In patients with heart failure with preserved ejection fraction (HFpEF), dapagliflozin reduced resting and exercise pulmonary capillary wedge pressure (PCWP) and had favorable effects on plasma volume and body weight, researchers report. “These findings provide new insight into the hemodynamic mechanisms of benefit with sodium-glucose cotransporter-2 inhibitors in HFpEF,” the authors add.
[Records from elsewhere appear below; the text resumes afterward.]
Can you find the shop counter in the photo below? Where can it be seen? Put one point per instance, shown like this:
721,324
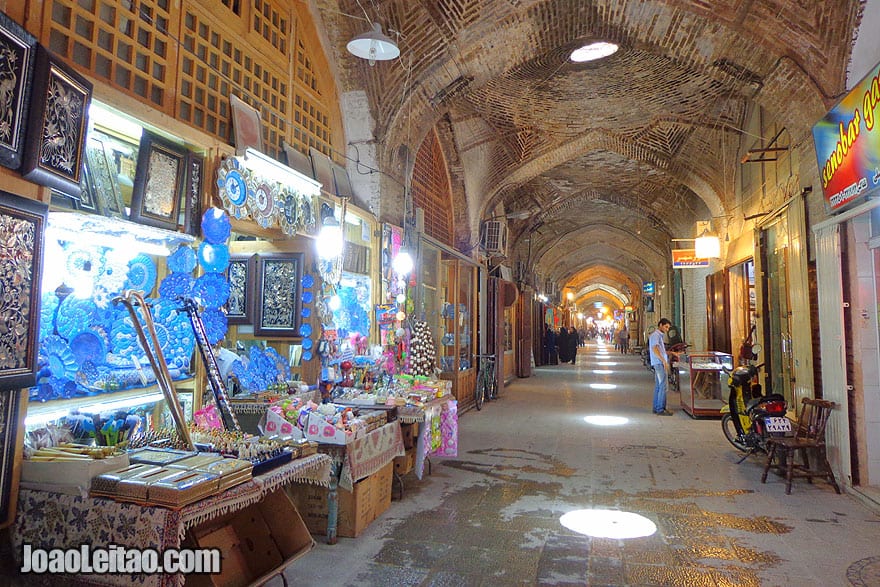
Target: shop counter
54,520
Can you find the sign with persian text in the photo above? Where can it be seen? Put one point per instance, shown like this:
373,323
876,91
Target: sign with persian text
687,259
847,143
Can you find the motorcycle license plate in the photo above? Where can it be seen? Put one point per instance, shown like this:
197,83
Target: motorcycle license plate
778,424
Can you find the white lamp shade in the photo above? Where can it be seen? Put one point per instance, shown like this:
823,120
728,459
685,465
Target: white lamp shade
373,45
707,246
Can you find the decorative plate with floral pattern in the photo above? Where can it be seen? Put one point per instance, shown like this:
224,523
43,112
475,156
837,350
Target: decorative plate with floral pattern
212,289
176,285
183,260
141,274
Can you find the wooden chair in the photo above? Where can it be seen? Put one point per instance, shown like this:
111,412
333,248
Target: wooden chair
809,437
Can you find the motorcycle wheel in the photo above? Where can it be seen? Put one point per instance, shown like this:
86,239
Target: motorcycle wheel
730,433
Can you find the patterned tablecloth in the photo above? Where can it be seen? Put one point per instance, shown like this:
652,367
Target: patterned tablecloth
54,520
364,456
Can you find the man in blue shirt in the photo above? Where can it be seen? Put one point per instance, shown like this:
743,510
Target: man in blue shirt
660,364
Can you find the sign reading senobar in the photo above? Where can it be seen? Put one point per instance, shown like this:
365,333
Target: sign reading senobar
847,143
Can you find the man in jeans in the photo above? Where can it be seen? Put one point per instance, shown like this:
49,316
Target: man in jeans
660,364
The single-center, double-blinded, randomized, placebo-controlled trial included patients with New York Heart Association class II or III heart failure, ejection fraction of 50% or more, and elevated PCWP during exercise. To test the effects of dapagliflozin 10 mg, cardiac hemodynamics were measured at rest and during exercise using high-fidelity micromanometers at baseline and after 24 weeks of treatment.
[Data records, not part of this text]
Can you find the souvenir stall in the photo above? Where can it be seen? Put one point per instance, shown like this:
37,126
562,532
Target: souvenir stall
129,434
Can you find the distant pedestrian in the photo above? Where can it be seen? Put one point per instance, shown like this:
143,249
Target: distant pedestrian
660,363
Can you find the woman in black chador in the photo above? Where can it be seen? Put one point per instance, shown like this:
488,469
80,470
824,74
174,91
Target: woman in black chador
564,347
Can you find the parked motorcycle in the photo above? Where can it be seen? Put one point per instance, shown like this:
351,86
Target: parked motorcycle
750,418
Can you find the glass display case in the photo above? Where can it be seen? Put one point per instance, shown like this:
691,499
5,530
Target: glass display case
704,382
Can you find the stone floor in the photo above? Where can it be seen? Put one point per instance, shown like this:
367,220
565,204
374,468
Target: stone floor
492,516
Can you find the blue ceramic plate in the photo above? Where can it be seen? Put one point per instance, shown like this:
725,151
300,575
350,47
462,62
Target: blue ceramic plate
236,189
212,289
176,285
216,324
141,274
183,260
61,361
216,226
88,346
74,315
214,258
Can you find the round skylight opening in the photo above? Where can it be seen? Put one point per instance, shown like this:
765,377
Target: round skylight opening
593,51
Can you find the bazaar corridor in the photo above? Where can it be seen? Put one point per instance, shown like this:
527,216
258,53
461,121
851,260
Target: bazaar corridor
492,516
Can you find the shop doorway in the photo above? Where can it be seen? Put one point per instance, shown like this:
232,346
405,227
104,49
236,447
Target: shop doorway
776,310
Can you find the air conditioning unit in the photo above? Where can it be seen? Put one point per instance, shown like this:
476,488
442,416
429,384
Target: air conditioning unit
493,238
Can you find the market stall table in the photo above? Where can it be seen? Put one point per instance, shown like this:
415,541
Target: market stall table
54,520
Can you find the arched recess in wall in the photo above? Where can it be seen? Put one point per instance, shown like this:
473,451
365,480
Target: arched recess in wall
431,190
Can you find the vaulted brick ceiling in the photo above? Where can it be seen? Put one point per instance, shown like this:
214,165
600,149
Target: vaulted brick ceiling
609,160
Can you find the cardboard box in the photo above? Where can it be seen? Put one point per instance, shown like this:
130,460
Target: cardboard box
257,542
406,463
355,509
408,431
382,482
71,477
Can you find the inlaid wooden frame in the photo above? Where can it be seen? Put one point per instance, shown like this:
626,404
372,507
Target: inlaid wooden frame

“Among 38 patients completing baseline assessments (median age 68 years; 66% women; 71% obese), 37 completed the trial. Treatment with dapagliflozin resulted in reduction in the primary end point of change in PCWP at rest and during exercise at 24 weeks relative to treatment with placebo (likelihood ratio test for overall changes in PCWP; P<0.001), with lower PCWP at rest (estimated treatment difference [ETD], −3.5 mm Hg [95% CI, −6.6 to −0.4]; P=0.029) and maximal exercise (ETD, −5.7 mm Hg [95% CI, −10.8 to −0.7]; P=0.027). Body weight was reduced with dapagliflozin (ETD, −3.5 kg [95% CI, −5.9 to −1.1]; P=0.006), as was plasma volume (ETD, −285 mL [95% CI, −510 to −60]; P=0.014), but there was no significant effect on red blood cell volume. There were no differences in oxygen consumption at 20-W or peak exercise, but dapagliflozin decreased arterial lactate at 20 W (−0.70 ± 0.77 versus 0.37 ± 1.29 mM; P=0.006).”